The standards for customs duties on electronic transmission are linked to the current moratorium, which exists at the World Trade Organization (WTO).
Talking about the safeguard mechanism present in the India-UAE agreement, the Secretary said that there is a permanent safeguard mechanism which will come into effect in case of a sudden increase in imports.
He added that the agreement also contains the strictest rules of origin and value addition standards.
In general, the added value is around 30 to 35%. But, in this pact, it is about 40%, excluding gold and a few other high-value items.
“Trade diversion will not happen because of these strict value addition standards,” he added.
The “rules of origin” provision prescribes the minimum processing that should take place in the FTA country in order for the final manufactured product to qualify as originating in that country. Under this provision, a country that has signed an FTA with India cannot sell goods from a third country in the Indian market by simply affixing a label to them. He has to undertake prescribed value addition in this product to export to India. Rules of origin help contain the dumping of goods.

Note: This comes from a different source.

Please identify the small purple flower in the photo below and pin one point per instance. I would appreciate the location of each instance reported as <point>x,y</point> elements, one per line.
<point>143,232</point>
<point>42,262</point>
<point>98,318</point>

In order to protect sensitive sectors, India kept certain segments out of the scope of this agreement. These include dairy products, fruits, vegetables, cereals, tea, coffee, sugar, food preparations, tobacco, petroleum waxes, coke, dyes, soaps, natural rubber , tires, footwear, processed marbles, toys, plastics, aluminum and copper scrap, medical devices, television images, automobiles and automobile components, and sectors under the production-related incentive regime.
It is a global agreement. It covers goods, services, rules of origin, SPS (sanitary and phytosanitary) measures, TBT (technical barriers to trade), dispute settlement and trade facilitation.
”These are standard parts of an FTA, but we are now in a new era of FTAs. This is the first time we enter digital trade, government procurement, IPRs (intellectual property rights).
”These are the areas where India has traditionally been hesitant to engage with multilateral or bilateral relations. I think (now) it shows the maturity and confidence that we’re moving forward and signing (agreements with these chapters),’ he said.
These chapters, he said, may be small, but they set the course, the trend and the tone, and they reflect India’s desire to be a major global player in many areas, a he declared.
The Comprehensive Free Trade Agreement signed between India and the UAE will help bilateral trade to reach the $100 billion mark in over five years and create around 10 lakh jobs in sectors such as clothing, plastics, leather and the pharmaceutical industry.
Under the pact, the UAE opens the market to 90% of Indian products at zero duty and in five years it will reach 99%. Similarly, India would grant duty-free market access to 80% of its exports and in ten years this rate would rise to 90%.
(This story has not been edited by the Devdiscourse team and is auto-generated from a syndicated feed.)